Distributed and Operating Systems is a research group at TU Berlin by professor Odej Kao. We work at the intersection of distributed systems, operating systems, artificial intelligence, and information systems.

Research

We design and evaluate systems and methods for operating modern data-intensive and AI-driven applications efficiently, reliably, and sustainably across cluster and cloud infrastructures. Our current research topics cover

🧠 Systems for AI

We build architectures that optimize how AI operates within distributed environments, focusing on making workloads faster, more efficient, and safer.
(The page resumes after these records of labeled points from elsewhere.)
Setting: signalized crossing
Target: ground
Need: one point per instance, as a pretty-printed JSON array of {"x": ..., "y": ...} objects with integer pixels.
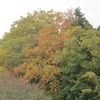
[{"x": 12, "y": 88}]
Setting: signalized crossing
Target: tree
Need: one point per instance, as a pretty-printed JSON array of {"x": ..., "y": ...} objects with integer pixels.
[
  {"x": 80, "y": 66},
  {"x": 80, "y": 20}
]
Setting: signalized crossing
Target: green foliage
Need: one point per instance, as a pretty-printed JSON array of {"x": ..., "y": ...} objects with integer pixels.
[
  {"x": 80, "y": 66},
  {"x": 59, "y": 52}
]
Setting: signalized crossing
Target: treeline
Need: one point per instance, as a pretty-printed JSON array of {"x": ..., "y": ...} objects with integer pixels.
[{"x": 59, "y": 52}]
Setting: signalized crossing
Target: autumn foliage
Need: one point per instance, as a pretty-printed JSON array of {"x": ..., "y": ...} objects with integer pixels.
[{"x": 59, "y": 52}]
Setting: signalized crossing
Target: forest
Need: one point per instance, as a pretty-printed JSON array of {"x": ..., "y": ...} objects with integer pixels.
[{"x": 59, "y": 52}]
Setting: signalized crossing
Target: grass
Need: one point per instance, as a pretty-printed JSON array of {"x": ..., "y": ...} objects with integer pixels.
[{"x": 12, "y": 88}]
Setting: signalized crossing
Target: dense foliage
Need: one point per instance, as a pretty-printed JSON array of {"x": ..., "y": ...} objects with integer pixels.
[{"x": 59, "y": 52}]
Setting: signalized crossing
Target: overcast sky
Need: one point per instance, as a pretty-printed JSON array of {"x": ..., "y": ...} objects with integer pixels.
[{"x": 11, "y": 10}]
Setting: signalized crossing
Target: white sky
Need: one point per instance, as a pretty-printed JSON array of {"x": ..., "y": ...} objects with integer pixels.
[{"x": 11, "y": 10}]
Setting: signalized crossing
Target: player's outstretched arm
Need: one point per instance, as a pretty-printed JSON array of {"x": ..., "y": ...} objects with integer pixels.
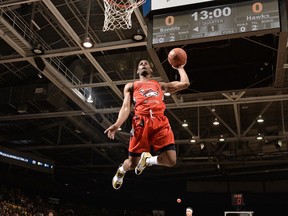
[
  {"x": 175, "y": 86},
  {"x": 123, "y": 113}
]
Our core structural research includes distributed AI, adaptive cluster computing, and Mixture of Experts. To accelerate performance, we design mechanisms for efficient inference, inference optimization for speedups, and predicting model performance for foundation models. We also investigate the orchestration of intelligent systems through AI agent orchestration routing and AI-defined processes. Furthermore, we address AI safety and capabilities by exploring AI security in non-LLM contexts, activation monitoring, model interpretability, AI finetuning, reinforcement learning, Chain-of-Thought length control, and graph deep learning.

🕵 Observability

Modern AI platforms must remain robust under failures and anomalies. We develop methods and systems to ensure reliable AI and robust deep learning. Our work encompasses comprehensive observability and fault tolerance mechanisms to make training and inference pipelines resilient. This involves advanced anomaly detection and developing methods to specifically identify and mitigate silent data corruption within distributed operations.

⚙️ Operation

Managing and executing distributed workloads requires robust operational strategies, with a strong focus on sustainable computing. We develop approaches for dynamic resource management and modeling uncertainty to optimize how tasks are placed and executed across heterogeneous infrastructures. A core part of our operational research targets the ecological footprint of these systems through energy system modeling and carbon accounting. We also explore innovative operational incentives, such as utilizing energy as a reward metric, to ensure that large-scale infrastructure is run both highly efficiently and sustainably.